Bio::ToolBox::utility - common utility functions for Bio::ToolBox

DESCRIPTION

These are general subroutines that don't fit in with the other modules.

REGULAR SUBROUTINES

The following subroutines are automatically exported when you use this module.

parse_list()

This subroutine parses a scalar value into a list of values. The scalar is a text string of numbers (usually column or dataset indices) delimited by commas and/or including a range. For example, a string "1,2,5-7" would become an array of [1,2,5,6,7].

Pass the module the scalar string.

It will return the array of numbers.

Example

my $index_request = '1,2,5-7';
my @indices = parse_list($index_request); # returns [1,2,5,6,7]
format_with_commas()

This subroutine process a large number (e.g. 4327908475) into a human-friendly version with commas delimiting the thousands (4,327,908,475).

Pass the module a scalar string with a number value.

It will return a scalar value containing the formatted number.

Example

my $count = '4327908475';
print " The final count was " . format_with_commas($count) . "\n";
ask_user_for_index($Data, $prompt)

This subroutine will present the list of column names from a Bio::ToolBox::Data structure along with their numeric indexes to the user and prompt for one or more to be selected and entered. The function is smart enough to only print the list once (if it hasn't changed) so as not to annoy the user with repeated lists of header names when used more than once. A text prompt should be provided, or a generic one is used. The list of indices are validated, and a warning printed for invalid responses. The responses are then returned as a single value or array, depending on context.

Example

my @answers = ask_user_for_index($Data, 'Please enter 2 or more columns   ');

LEGACY SUBROUTINES

These are additional functions that can be optionally exported. These provide accessibility to the Bio::ToolBox::Data::file functions that might be needed for old scripts that do not implement Bio::ToolBox::Data objects. You normall should not need these. If you import these, be sure to import the ones above if you need those too.

open_to_read_fh($file)

Opens a file as an IO::Handle read only object. Transparently handles gzip and bzip2 compression.

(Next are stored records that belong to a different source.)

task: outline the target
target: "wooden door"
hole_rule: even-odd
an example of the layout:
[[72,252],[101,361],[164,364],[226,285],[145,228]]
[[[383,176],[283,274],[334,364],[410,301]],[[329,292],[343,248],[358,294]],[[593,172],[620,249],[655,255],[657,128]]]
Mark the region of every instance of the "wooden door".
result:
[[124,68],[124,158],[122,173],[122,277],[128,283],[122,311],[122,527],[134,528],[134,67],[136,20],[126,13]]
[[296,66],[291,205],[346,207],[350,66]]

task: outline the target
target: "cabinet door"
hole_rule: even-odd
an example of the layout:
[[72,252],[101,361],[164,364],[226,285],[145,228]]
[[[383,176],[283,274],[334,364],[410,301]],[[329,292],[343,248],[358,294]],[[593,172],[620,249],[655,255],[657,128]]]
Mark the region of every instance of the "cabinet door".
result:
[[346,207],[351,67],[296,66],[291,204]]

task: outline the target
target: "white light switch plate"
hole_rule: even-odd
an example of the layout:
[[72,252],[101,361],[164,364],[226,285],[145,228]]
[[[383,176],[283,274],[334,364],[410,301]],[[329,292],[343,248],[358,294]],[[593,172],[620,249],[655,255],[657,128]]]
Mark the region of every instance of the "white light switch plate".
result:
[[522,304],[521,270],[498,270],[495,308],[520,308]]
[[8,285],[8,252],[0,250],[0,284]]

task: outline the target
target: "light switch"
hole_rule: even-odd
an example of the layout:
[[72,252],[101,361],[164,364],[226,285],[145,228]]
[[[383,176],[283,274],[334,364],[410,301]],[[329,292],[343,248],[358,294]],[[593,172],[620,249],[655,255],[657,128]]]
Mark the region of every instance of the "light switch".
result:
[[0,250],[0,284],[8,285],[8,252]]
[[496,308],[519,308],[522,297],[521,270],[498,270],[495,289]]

open_to_write_fh($file, $gz, $append)

Opens a file as an IO::Handle write only object. Pass the file name as the option. Optionally provide a boolean value if you want the file to be written as a compressed gzip file. Pass another boolean value if you want to append to an existing file; otherwise an existing file with the same name will be overwritten!

check_file($file)

Checks to see if a file exists. If not, some common missing extensions are appended and then existence is re-checked. If a file is found, the name is returned so that it could be opened. Useful, for example, if you forget the .txt or .gz extensions.

AUTHOR

Timothy J. Parnell, PhD
Dept of Oncological Sciences
Huntsman Cancer Institute
University of Utah
Salt Lake City, UT, 84112

This package is free software; you can redistribute it and/or modify it under the terms of the Artistic License 2.0.